Would you sleep with a man who carried a white cross? Would you sleep with a man who carried a cross, full stop? It’s a question the smoker has never considered but all the same she entertains it just for a moment. No, she says, I don’t think so. No.

His eyes. When you look into his eyes, what do you see? Do you see a tormented soul, a soul brought to the brink of insanity? Or do you glimpse a little bit of kindness, a man who is all alone? Someone at peace with himself and his beliefs?

Imagine if a car were to run him over as he crosses the road. How would the driver feel? Guilty, of course, says the non-smoker. Guilty as hell.

In his eyes, which are hazel, there’s a sadness. The sadness of love. Did you know that love can make you sad? It certainly can. There’s always heartache at the heart of love, true love.

There’s a canal about 800 yards beyond where the women wait for their bus. Ducks and geese, and sometimes swans swim back and forth on the canal. Back and forth they swim, under the bridges. A thin layer of oil floats on the surface of the water, and at a certain angle and in a certain light, a rainbow effect is created. A white swan suddenly turns iridescent, just for a moment, when the reflected light falls on the background of its feathers. Maybe that’s their cross, to swim back and forth, under bridges. It’s no life! Not at all. Decorative nature, nothing more, nothing less.

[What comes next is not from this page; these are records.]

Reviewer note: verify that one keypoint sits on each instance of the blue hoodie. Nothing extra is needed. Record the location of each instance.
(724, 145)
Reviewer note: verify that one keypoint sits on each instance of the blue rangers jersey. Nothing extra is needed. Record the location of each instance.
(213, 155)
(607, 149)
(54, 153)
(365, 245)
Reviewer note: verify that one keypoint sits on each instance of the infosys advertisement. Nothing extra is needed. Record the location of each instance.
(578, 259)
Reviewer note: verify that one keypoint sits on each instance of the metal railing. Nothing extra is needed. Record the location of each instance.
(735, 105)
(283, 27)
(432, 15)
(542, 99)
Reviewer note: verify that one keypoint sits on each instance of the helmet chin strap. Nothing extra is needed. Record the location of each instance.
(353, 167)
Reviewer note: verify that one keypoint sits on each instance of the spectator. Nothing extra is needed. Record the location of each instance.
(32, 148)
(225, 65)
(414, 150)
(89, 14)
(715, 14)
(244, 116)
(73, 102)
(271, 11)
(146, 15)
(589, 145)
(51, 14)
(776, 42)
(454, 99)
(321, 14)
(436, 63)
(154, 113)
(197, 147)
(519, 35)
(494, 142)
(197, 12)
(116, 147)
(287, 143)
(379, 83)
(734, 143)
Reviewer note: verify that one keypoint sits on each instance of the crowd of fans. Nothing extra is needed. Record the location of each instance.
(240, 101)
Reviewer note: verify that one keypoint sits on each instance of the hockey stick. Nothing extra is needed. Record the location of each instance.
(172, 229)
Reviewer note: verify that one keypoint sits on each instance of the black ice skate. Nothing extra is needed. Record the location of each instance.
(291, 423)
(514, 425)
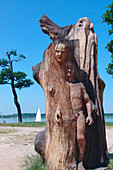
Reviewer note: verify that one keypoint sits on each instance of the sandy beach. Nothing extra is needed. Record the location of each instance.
(17, 142)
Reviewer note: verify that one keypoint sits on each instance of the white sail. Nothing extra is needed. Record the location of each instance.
(38, 116)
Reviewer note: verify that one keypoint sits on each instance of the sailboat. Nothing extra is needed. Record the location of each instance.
(38, 115)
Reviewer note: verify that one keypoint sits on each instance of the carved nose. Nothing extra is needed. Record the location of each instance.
(33, 68)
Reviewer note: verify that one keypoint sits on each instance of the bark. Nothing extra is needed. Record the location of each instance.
(67, 108)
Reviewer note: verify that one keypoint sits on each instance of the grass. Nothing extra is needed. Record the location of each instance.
(110, 165)
(7, 131)
(25, 124)
(33, 162)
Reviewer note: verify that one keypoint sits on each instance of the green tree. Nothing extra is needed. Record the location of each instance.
(14, 79)
(108, 18)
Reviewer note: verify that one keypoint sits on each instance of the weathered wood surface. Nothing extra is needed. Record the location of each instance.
(68, 140)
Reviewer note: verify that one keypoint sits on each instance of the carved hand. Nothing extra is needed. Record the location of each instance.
(89, 120)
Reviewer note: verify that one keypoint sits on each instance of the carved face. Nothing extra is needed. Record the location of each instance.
(83, 23)
(60, 52)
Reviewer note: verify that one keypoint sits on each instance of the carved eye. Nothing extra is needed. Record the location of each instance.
(58, 117)
(51, 90)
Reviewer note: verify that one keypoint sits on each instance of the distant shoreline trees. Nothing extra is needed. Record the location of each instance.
(108, 18)
(14, 79)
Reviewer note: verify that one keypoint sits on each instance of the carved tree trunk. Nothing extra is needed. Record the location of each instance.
(58, 143)
(59, 149)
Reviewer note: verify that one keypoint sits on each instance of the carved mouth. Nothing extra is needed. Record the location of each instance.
(80, 25)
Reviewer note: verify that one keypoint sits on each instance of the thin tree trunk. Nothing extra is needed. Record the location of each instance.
(16, 101)
(14, 91)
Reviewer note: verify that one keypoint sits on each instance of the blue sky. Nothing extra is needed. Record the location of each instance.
(20, 30)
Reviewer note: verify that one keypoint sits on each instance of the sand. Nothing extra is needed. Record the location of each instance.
(17, 142)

Times were a black man would be killed for such a stunt in Virginia. Desecrating the cross, they’d say. Shot to death or strung from a walnut tree. Those days, hardly worth the trouble being born black.

You never saw a cross that size, that colour before?

These days, nobody would give it a second glance, and you can do whatever you want. Wear whatever you like, go wherever you want, carry a huge white cross. How times have changed!